La récolte des sapins de Noël ralentie par la pluie: “C’est le goulag!”
Les pluies diluviennes rendent le travail des ouvriers chargés de récolter et de conditionner les sapins de Noël quasi inhumain. Témoignage de l’administrateur délégué de Greencap à Transinne (Libin).

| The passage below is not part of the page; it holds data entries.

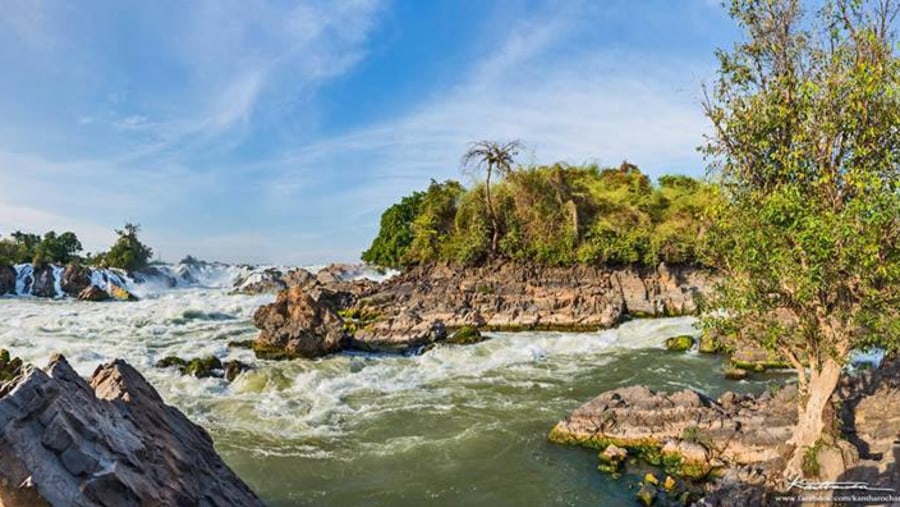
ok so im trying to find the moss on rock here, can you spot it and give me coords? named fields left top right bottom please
left=446, top=326, right=487, bottom=345
left=665, top=335, right=695, bottom=352
left=0, top=349, right=24, bottom=383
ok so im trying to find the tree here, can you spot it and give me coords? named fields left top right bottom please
left=362, top=190, right=425, bottom=268
left=702, top=0, right=900, bottom=478
left=462, top=140, right=524, bottom=255
left=104, top=223, right=153, bottom=272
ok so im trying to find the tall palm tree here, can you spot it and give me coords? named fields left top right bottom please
left=461, top=140, right=524, bottom=255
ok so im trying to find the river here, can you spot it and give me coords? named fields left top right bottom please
left=0, top=282, right=779, bottom=506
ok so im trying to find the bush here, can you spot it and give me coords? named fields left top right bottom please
left=100, top=223, right=153, bottom=272
left=362, top=162, right=718, bottom=269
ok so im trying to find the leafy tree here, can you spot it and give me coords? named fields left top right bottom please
left=362, top=191, right=425, bottom=268
left=11, top=231, right=40, bottom=264
left=32, top=231, right=82, bottom=265
left=405, top=180, right=465, bottom=264
left=462, top=140, right=524, bottom=255
left=103, top=223, right=154, bottom=272
left=702, top=0, right=900, bottom=477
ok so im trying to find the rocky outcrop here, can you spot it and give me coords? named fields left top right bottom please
left=31, top=264, right=57, bottom=298
left=60, top=264, right=92, bottom=296
left=0, top=353, right=263, bottom=506
left=253, top=285, right=352, bottom=359
left=233, top=267, right=316, bottom=295
left=252, top=261, right=713, bottom=359
left=549, top=384, right=798, bottom=479
left=0, top=264, right=15, bottom=295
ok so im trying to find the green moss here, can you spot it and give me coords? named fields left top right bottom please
left=339, top=308, right=381, bottom=334
left=698, top=332, right=721, bottom=354
left=155, top=356, right=187, bottom=369
left=156, top=355, right=223, bottom=378
left=227, top=339, right=255, bottom=349
left=0, top=349, right=23, bottom=383
left=664, top=335, right=694, bottom=352
left=724, top=367, right=749, bottom=380
left=730, top=358, right=789, bottom=372
left=251, top=342, right=300, bottom=361
left=802, top=440, right=823, bottom=478
left=183, top=356, right=222, bottom=377
left=446, top=326, right=487, bottom=345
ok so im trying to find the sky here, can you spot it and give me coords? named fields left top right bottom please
left=0, top=0, right=739, bottom=264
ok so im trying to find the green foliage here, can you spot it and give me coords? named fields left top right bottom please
left=100, top=223, right=154, bottom=272
left=362, top=190, right=425, bottom=269
left=702, top=0, right=900, bottom=371
left=363, top=161, right=718, bottom=268
left=701, top=0, right=900, bottom=466
left=0, top=230, right=83, bottom=265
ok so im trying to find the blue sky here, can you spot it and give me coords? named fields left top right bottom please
left=0, top=0, right=738, bottom=264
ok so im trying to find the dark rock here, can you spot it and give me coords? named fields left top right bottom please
left=60, top=263, right=92, bottom=296
left=132, top=266, right=177, bottom=288
left=31, top=264, right=57, bottom=298
left=0, top=264, right=15, bottom=295
left=446, top=326, right=487, bottom=345
left=0, top=354, right=263, bottom=506
left=223, top=360, right=251, bottom=382
left=77, top=285, right=110, bottom=302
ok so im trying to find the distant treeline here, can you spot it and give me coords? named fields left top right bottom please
left=0, top=223, right=154, bottom=272
left=363, top=162, right=718, bottom=269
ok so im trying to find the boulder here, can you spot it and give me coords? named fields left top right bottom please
left=252, top=285, right=349, bottom=359
left=0, top=353, right=263, bottom=506
left=0, top=264, right=15, bottom=295
left=60, top=264, right=92, bottom=296
left=445, top=326, right=487, bottom=345
left=107, top=283, right=138, bottom=301
left=665, top=335, right=695, bottom=352
left=31, top=264, right=57, bottom=298
left=77, top=285, right=110, bottom=302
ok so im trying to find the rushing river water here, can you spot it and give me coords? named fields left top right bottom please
left=0, top=285, right=781, bottom=506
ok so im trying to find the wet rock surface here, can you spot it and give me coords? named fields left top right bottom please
left=0, top=353, right=263, bottom=506
left=0, top=264, right=16, bottom=295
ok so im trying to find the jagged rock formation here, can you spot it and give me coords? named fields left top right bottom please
left=549, top=384, right=798, bottom=479
left=0, top=353, right=263, bottom=506
left=252, top=261, right=712, bottom=358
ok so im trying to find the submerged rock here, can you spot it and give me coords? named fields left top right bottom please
left=665, top=335, right=695, bottom=352
left=155, top=355, right=250, bottom=382
left=0, top=354, right=263, bottom=506
left=0, top=264, right=15, bottom=295
left=445, top=326, right=487, bottom=345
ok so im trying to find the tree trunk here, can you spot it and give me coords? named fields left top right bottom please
left=784, top=356, right=843, bottom=479
left=484, top=165, right=499, bottom=254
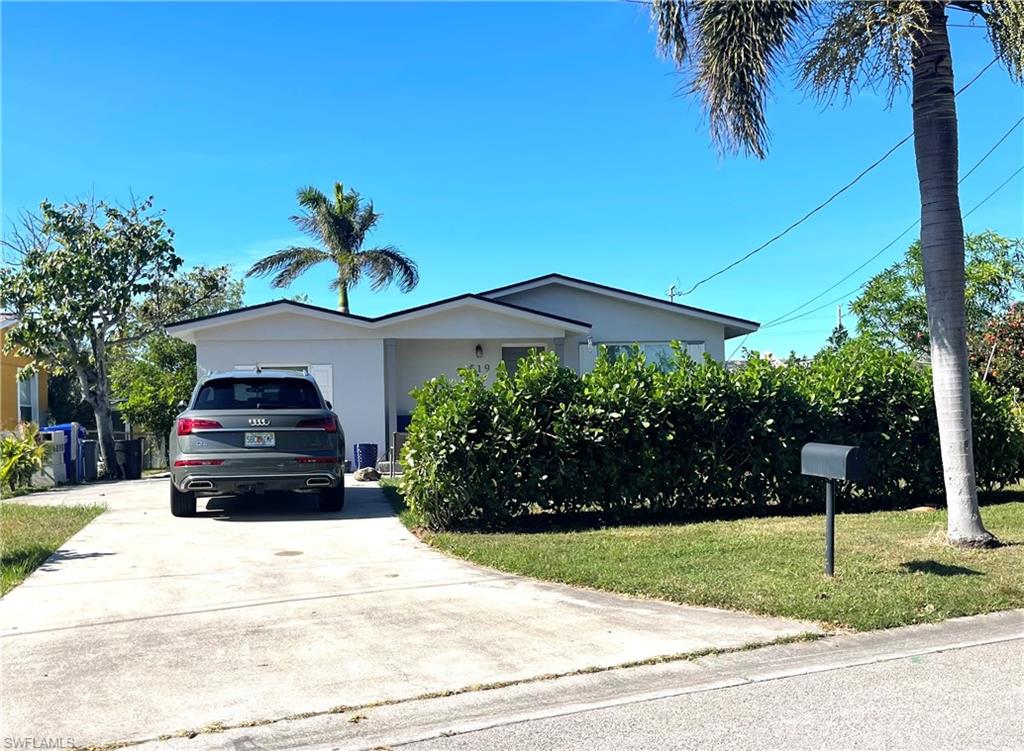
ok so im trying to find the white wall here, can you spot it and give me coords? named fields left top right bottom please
left=379, top=305, right=573, bottom=340
left=491, top=284, right=728, bottom=364
left=193, top=336, right=386, bottom=463
left=393, top=338, right=556, bottom=414
left=188, top=311, right=378, bottom=341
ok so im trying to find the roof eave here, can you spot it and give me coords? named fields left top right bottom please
left=481, top=273, right=760, bottom=330
left=165, top=296, right=592, bottom=338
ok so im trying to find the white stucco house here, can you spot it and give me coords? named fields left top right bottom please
left=166, top=274, right=758, bottom=462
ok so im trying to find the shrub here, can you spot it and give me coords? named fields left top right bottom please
left=971, top=382, right=1024, bottom=491
left=0, top=423, right=49, bottom=492
left=802, top=340, right=942, bottom=501
left=400, top=341, right=1024, bottom=530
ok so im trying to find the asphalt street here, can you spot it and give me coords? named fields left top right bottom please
left=404, top=639, right=1023, bottom=751
left=129, top=609, right=1023, bottom=751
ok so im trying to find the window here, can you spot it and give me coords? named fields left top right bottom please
left=579, top=341, right=707, bottom=374
left=501, top=345, right=546, bottom=377
left=17, top=370, right=37, bottom=423
left=685, top=342, right=706, bottom=360
left=195, top=377, right=323, bottom=410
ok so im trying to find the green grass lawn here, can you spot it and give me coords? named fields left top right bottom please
left=1, top=503, right=105, bottom=595
left=384, top=483, right=1024, bottom=630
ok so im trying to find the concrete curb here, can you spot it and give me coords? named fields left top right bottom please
left=129, top=609, right=1023, bottom=751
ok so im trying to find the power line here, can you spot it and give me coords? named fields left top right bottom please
left=959, top=115, right=1024, bottom=183
left=729, top=163, right=1021, bottom=361
left=763, top=164, right=1023, bottom=331
left=680, top=134, right=912, bottom=296
left=962, top=166, right=1024, bottom=220
left=729, top=162, right=1023, bottom=359
left=759, top=115, right=1024, bottom=328
left=680, top=57, right=998, bottom=297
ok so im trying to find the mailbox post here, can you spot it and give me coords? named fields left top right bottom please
left=801, top=443, right=866, bottom=576
left=824, top=477, right=836, bottom=576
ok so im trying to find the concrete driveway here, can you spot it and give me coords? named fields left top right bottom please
left=1, top=477, right=816, bottom=748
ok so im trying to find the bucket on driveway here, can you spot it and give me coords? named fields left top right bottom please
left=353, top=443, right=378, bottom=471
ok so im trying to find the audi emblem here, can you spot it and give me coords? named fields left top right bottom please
left=248, top=418, right=271, bottom=427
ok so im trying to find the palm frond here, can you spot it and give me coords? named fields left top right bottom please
left=652, top=1, right=810, bottom=159
left=258, top=180, right=416, bottom=309
left=800, top=2, right=928, bottom=107
left=692, top=0, right=810, bottom=159
left=357, top=245, right=420, bottom=293
left=651, top=0, right=691, bottom=66
left=356, top=201, right=380, bottom=238
left=293, top=185, right=350, bottom=253
left=245, top=246, right=329, bottom=288
left=295, top=186, right=331, bottom=218
left=986, top=0, right=1024, bottom=82
left=331, top=251, right=362, bottom=291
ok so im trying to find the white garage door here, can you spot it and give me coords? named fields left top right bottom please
left=307, top=364, right=334, bottom=405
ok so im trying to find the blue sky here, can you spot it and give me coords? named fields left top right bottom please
left=3, top=1, right=1022, bottom=356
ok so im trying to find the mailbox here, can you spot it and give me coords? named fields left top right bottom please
left=801, top=442, right=866, bottom=577
left=801, top=442, right=866, bottom=482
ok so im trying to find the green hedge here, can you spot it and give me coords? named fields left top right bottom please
left=401, top=340, right=1024, bottom=530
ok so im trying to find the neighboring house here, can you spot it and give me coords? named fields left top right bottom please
left=0, top=314, right=49, bottom=431
left=166, top=274, right=758, bottom=462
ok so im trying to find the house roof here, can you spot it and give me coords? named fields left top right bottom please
left=166, top=273, right=759, bottom=340
left=0, top=313, right=18, bottom=331
left=480, top=273, right=760, bottom=336
left=165, top=293, right=592, bottom=337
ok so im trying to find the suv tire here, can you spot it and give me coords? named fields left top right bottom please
left=319, top=483, right=345, bottom=513
left=170, top=482, right=197, bottom=517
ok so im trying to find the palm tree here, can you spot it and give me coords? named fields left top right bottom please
left=649, top=0, right=1022, bottom=547
left=247, top=182, right=418, bottom=314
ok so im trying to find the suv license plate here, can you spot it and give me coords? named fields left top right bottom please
left=244, top=431, right=275, bottom=448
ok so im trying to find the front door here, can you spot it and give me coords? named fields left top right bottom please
left=501, top=345, right=545, bottom=377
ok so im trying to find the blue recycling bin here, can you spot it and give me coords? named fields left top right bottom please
left=40, top=423, right=87, bottom=484
left=353, top=443, right=378, bottom=471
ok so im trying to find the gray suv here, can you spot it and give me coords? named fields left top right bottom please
left=169, top=370, right=345, bottom=517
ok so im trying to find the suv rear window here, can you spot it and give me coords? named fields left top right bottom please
left=194, top=378, right=322, bottom=410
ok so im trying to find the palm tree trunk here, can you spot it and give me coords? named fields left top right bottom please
left=911, top=2, right=995, bottom=548
left=338, top=281, right=350, bottom=314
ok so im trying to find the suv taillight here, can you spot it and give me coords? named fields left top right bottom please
left=296, top=417, right=337, bottom=433
left=177, top=417, right=223, bottom=435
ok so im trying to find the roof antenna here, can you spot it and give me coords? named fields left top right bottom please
left=255, top=364, right=262, bottom=373
left=666, top=281, right=679, bottom=303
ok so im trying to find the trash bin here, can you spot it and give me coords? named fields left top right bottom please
left=353, top=443, right=378, bottom=471
left=114, top=438, right=143, bottom=480
left=81, top=440, right=98, bottom=482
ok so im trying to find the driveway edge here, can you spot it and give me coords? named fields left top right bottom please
left=118, top=609, right=1022, bottom=751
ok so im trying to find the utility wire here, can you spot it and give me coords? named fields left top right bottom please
left=959, top=115, right=1024, bottom=183
left=961, top=165, right=1023, bottom=220
left=680, top=136, right=911, bottom=296
left=729, top=161, right=1023, bottom=360
left=763, top=164, right=1024, bottom=331
left=680, top=57, right=998, bottom=297
left=759, top=115, right=1024, bottom=328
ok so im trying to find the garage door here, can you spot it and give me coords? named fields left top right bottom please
left=307, top=364, right=334, bottom=405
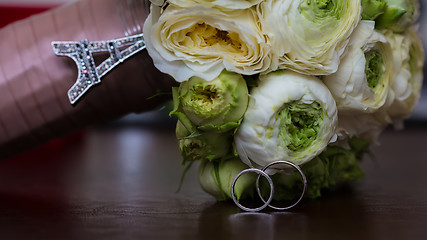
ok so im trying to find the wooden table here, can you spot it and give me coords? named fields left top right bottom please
left=0, top=117, right=426, bottom=239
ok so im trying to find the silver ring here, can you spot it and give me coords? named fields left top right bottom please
left=231, top=168, right=274, bottom=212
left=257, top=161, right=307, bottom=211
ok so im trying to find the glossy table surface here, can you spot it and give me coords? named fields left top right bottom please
left=1, top=116, right=427, bottom=240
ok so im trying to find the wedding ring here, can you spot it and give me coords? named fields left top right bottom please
left=257, top=161, right=307, bottom=211
left=231, top=168, right=274, bottom=212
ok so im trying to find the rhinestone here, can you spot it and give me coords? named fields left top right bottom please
left=53, top=33, right=145, bottom=104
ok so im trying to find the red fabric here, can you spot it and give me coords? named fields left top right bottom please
left=0, top=6, right=52, bottom=28
left=0, top=5, right=83, bottom=160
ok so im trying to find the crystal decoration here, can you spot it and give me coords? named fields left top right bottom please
left=52, top=33, right=145, bottom=105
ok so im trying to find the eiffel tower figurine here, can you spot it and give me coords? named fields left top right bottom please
left=52, top=33, right=146, bottom=105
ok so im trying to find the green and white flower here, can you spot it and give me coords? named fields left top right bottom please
left=257, top=0, right=361, bottom=75
left=234, top=70, right=338, bottom=167
left=384, top=28, right=424, bottom=124
left=323, top=20, right=393, bottom=113
left=170, top=71, right=249, bottom=133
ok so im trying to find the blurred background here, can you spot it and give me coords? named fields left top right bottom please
left=413, top=1, right=427, bottom=121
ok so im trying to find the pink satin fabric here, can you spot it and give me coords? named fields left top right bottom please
left=0, top=0, right=173, bottom=159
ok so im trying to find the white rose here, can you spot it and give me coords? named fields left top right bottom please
left=143, top=5, right=272, bottom=82
left=335, top=112, right=388, bottom=145
left=335, top=96, right=394, bottom=145
left=383, top=28, right=425, bottom=123
left=257, top=0, right=361, bottom=75
left=234, top=71, right=338, bottom=167
left=323, top=20, right=393, bottom=113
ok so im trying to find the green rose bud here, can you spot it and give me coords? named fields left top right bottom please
left=375, top=0, right=419, bottom=32
left=198, top=160, right=223, bottom=200
left=323, top=145, right=365, bottom=186
left=361, top=0, right=387, bottom=20
left=176, top=121, right=232, bottom=164
left=260, top=155, right=326, bottom=201
left=259, top=138, right=368, bottom=201
left=171, top=70, right=249, bottom=133
left=198, top=158, right=255, bottom=201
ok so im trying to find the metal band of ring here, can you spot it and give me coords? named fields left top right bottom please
left=257, top=161, right=307, bottom=211
left=231, top=168, right=274, bottom=212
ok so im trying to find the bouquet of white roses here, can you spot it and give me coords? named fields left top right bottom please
left=143, top=0, right=424, bottom=205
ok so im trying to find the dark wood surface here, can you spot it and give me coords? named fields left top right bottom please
left=1, top=118, right=427, bottom=240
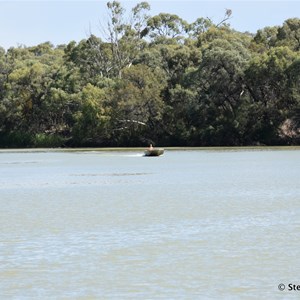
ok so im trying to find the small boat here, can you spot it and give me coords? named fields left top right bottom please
left=144, top=148, right=164, bottom=157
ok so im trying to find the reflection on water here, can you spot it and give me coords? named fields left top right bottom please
left=1, top=149, right=300, bottom=299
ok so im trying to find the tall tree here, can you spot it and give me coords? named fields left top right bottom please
left=105, top=1, right=150, bottom=77
left=277, top=18, right=300, bottom=51
left=147, top=13, right=188, bottom=44
left=245, top=46, right=297, bottom=144
left=109, top=64, right=166, bottom=145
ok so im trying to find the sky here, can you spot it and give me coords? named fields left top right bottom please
left=0, top=0, right=299, bottom=49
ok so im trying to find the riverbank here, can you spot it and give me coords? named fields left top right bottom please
left=1, top=145, right=300, bottom=153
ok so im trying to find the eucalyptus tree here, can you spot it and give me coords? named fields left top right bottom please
left=146, top=13, right=189, bottom=44
left=286, top=57, right=300, bottom=107
left=189, top=28, right=252, bottom=145
left=72, top=83, right=112, bottom=145
left=187, top=17, right=213, bottom=39
left=64, top=1, right=151, bottom=82
left=108, top=64, right=167, bottom=145
left=0, top=44, right=74, bottom=145
left=104, top=1, right=151, bottom=78
left=0, top=47, right=8, bottom=100
left=253, top=26, right=279, bottom=51
left=150, top=43, right=201, bottom=144
left=245, top=46, right=298, bottom=144
left=0, top=47, right=8, bottom=134
left=1, top=47, right=35, bottom=134
left=64, top=36, right=116, bottom=84
left=276, top=54, right=300, bottom=143
left=277, top=18, right=300, bottom=51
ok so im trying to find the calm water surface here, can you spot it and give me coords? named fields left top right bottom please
left=1, top=149, right=300, bottom=299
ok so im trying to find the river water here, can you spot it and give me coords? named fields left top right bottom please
left=0, top=148, right=300, bottom=299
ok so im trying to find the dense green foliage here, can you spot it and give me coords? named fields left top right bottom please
left=1, top=2, right=300, bottom=147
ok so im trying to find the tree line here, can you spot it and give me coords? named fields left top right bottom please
left=1, top=1, right=300, bottom=147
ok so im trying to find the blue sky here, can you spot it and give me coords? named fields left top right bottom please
left=0, top=1, right=299, bottom=49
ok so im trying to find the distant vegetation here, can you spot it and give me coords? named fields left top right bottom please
left=1, top=1, right=300, bottom=147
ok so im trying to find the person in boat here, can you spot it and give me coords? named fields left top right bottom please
left=149, top=144, right=153, bottom=150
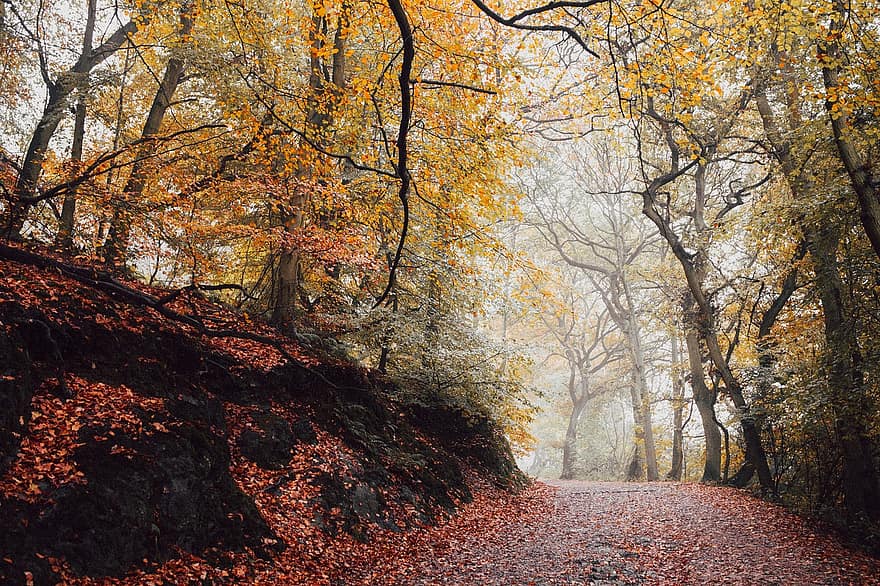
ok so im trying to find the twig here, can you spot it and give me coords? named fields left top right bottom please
left=413, top=79, right=497, bottom=95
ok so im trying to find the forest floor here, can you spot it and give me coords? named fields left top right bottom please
left=382, top=480, right=880, bottom=586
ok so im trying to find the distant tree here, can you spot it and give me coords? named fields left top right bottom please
left=526, top=141, right=662, bottom=481
left=102, top=1, right=194, bottom=267
left=535, top=272, right=622, bottom=479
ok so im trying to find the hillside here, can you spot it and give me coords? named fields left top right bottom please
left=0, top=242, right=523, bottom=585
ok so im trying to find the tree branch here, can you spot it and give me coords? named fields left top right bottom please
left=470, top=0, right=604, bottom=58
left=374, top=0, right=415, bottom=308
left=413, top=79, right=497, bottom=95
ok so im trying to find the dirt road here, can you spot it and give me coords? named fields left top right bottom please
left=382, top=480, right=880, bottom=585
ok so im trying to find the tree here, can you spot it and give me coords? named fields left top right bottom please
left=667, top=333, right=686, bottom=481
left=101, top=1, right=194, bottom=267
left=535, top=272, right=621, bottom=479
left=3, top=1, right=138, bottom=237
left=268, top=0, right=350, bottom=325
left=817, top=0, right=880, bottom=260
left=525, top=139, right=662, bottom=481
left=55, top=0, right=98, bottom=252
left=583, top=0, right=778, bottom=492
left=754, top=45, right=880, bottom=522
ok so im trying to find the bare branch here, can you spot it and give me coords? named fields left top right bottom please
left=413, top=78, right=497, bottom=95
left=469, top=0, right=604, bottom=58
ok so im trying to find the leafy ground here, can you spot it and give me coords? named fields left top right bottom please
left=381, top=480, right=880, bottom=585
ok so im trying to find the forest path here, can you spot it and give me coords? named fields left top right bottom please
left=383, top=480, right=880, bottom=585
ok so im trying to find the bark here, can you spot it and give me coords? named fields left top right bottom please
left=819, top=0, right=880, bottom=260
left=611, top=216, right=659, bottom=481
left=625, top=382, right=647, bottom=481
left=591, top=296, right=655, bottom=482
left=271, top=244, right=303, bottom=325
left=57, top=0, right=97, bottom=252
left=377, top=345, right=390, bottom=374
left=5, top=19, right=137, bottom=237
left=625, top=442, right=643, bottom=482
left=102, top=6, right=193, bottom=267
left=623, top=288, right=658, bottom=481
left=685, top=323, right=721, bottom=482
left=561, top=395, right=587, bottom=480
left=667, top=335, right=684, bottom=481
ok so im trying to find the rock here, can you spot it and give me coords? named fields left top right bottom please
left=292, top=417, right=318, bottom=444
left=33, top=422, right=282, bottom=577
left=238, top=411, right=296, bottom=470
left=313, top=472, right=387, bottom=542
left=0, top=322, right=33, bottom=474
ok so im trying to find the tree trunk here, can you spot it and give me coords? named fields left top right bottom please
left=598, top=268, right=659, bottom=482
left=668, top=335, right=685, bottom=481
left=701, top=322, right=775, bottom=493
left=807, top=224, right=880, bottom=524
left=271, top=236, right=302, bottom=325
left=625, top=382, right=646, bottom=481
left=635, top=366, right=658, bottom=480
left=57, top=0, right=98, bottom=252
left=683, top=310, right=721, bottom=482
left=561, top=396, right=587, bottom=480
left=102, top=6, right=193, bottom=267
left=622, top=291, right=658, bottom=481
left=625, top=442, right=643, bottom=482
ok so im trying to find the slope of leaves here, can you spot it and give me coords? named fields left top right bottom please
left=0, top=242, right=523, bottom=584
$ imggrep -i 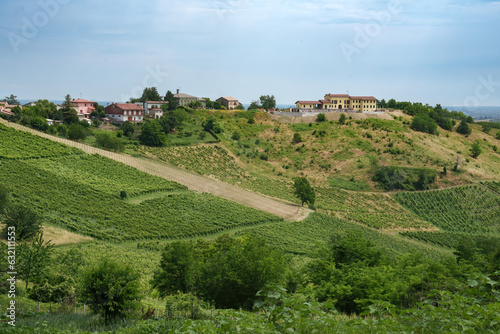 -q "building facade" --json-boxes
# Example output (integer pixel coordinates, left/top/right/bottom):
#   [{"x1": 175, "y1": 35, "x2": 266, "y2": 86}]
[
  {"x1": 173, "y1": 89, "x2": 206, "y2": 108},
  {"x1": 105, "y1": 103, "x2": 144, "y2": 124},
  {"x1": 295, "y1": 93, "x2": 378, "y2": 112},
  {"x1": 143, "y1": 101, "x2": 168, "y2": 118},
  {"x1": 71, "y1": 98, "x2": 95, "y2": 120},
  {"x1": 216, "y1": 97, "x2": 240, "y2": 110}
]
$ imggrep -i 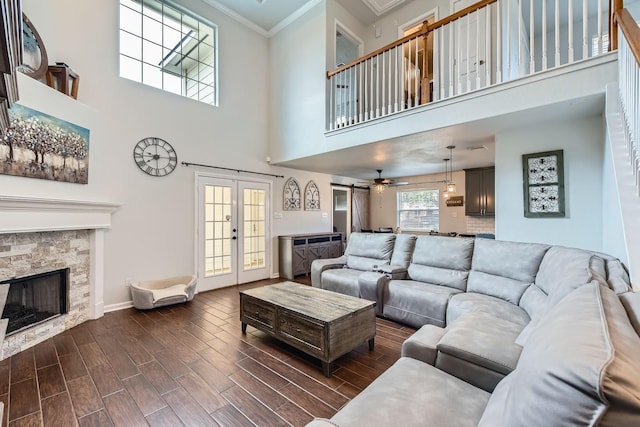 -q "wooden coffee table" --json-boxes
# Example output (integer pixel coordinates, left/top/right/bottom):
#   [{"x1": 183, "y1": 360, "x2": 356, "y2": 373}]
[{"x1": 240, "y1": 281, "x2": 376, "y2": 377}]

Gérald De Wouters, administrateur délégué de la société Greencap qui produit et commerciale des sapins de Noël à Transinne (Libin), ne tarit pas d’éloges pour les ouvriers de la société et les saisonniers qui travaillent dans des conditions dantesques pour couper, débarder et mettre en filet les sapins de Noël qui se trouvent dans des parcelles détrempées d’où les tracteurs les plus puissants de 400 chevaux ne parviennent pas à sortir. Pourtant, il faut y aller parce que les commandes des jardineries et grandes surfaces sont là et il faut les honorer. Enquête.
M. De Wauters, quelle est la situation sur le terrain ?
Pénible. Depuis le 20 octobre, les 180 travailleurs (25 travailleurs salariés, 50 autres qui travaillent une partie de l’année et ensuite les saisonniers) arrivent à 7 h 30 sur le terrain et 5 minutes plus tard, ils sont déjà rincés à cause de la pluie et de la neige.
La terre qui est transformée en boue colle aux chaussures lestant chaque pied de 3 kilos de terre !
Des sapins 40% plus lourds à cause de la pluie
Vous êtes une société très mécanisée. Les hommes peuvent-ils compter sur les machines pour les aider ?
Non. Les parcelles sur lesquelles sont cultivés les sapins sont parfois accidentées ou difficilement accessibles ; cela glisse. Même les machines les plus puissantes ne peuvent pas s’y déplacer.
Ensuite, les sapins de 2 mètres qui pèsent normalement 20 kg, font entre 45 et 50 kg à cause de l’eau.
Les hommes doivent les transporter à la main, puis les apprêter avant de les placer dans un filet et de les hisser sur les remorques ! Tout est fait manuellement. C’est dantesque et je ne les remercierai jamais assez, tellement ce qu’ils font est dantesque. C’est le goulag, là-bas, hein. Dans notre métier, le facteur humain est primordial.
Du coup, cela doit ralentir fortement les cadences de production ?
Et comment ! Sans compter qu’un quart de nos travailleurs épuisés et au bout du rouleau, ne viennent plus au boulot. Déjà que ce n’est pas évident de trouver des saisonniers, impossible de les remplacer au pied-levé, d’autant plus que quand il s’agit de saisonniers, il faut les former pendant au moins un ou deux jours ! Et quand ils voient les conditions de travail…
Certains saisonniers ont préféré travailler dans le bâtiment en Allemagne où ils sont au sec et mieux payés que de revenir ici.
Les rendements sont catastrophiques, on est à – 30 à -40% de sapins récoltés.
Un de nos hommes qui a quarante ans de métier m’a dit qu’il n’avait jamais connu de telles conditions de travail !
9 000 sapins de Noël récoltés un jour au lieu des 20 000 habituels !
Cela se traduit comment en chiffres ?
Les 180 travailleurs qui sortent habituellement de 18 000 à 20 000 sapins par jour en sont actuellement à 11 000 sapins. On est même descendu un jour à 9 000 sapins récoltés !
Le 6 novembre, on était déjà en retard dans les livraisons. Or, on ne peut pas rattraper ce temps perdu.
Tous nos clients, de la grande distribution ou des jardineries, ont déjà arrêté leurs promos et ces promos, c’est déjà ce week-end des 2 et 3 décembre ! Il leur faut donc la marchandise dans les magasins. Donc les rendements de récoltes ne suivant pas, c’est compliqué.
Et puis, comme les sapins sont plus lourds, on en met 300 au lieu de 500 sur une remorque !
Est-ce un problème que seuls les producteurs belges de sapins connaissent ?
Non, c’est généralisé à toute l’Europe et si les clients décident de ne plus travailler avec nous parce qu’ils n’auraient pas reçu les commandes désirées et qu’ils se tournent vers un autre producteur ici ou ailleurs en Europe, ils auront le même problème.
Malgré tout cela, on essaye de contenter du monde, mais il y aura des sapins de Noël pour tout le monde. Et comme ils sont gonflés d’eau, ils seront même encore plus frais.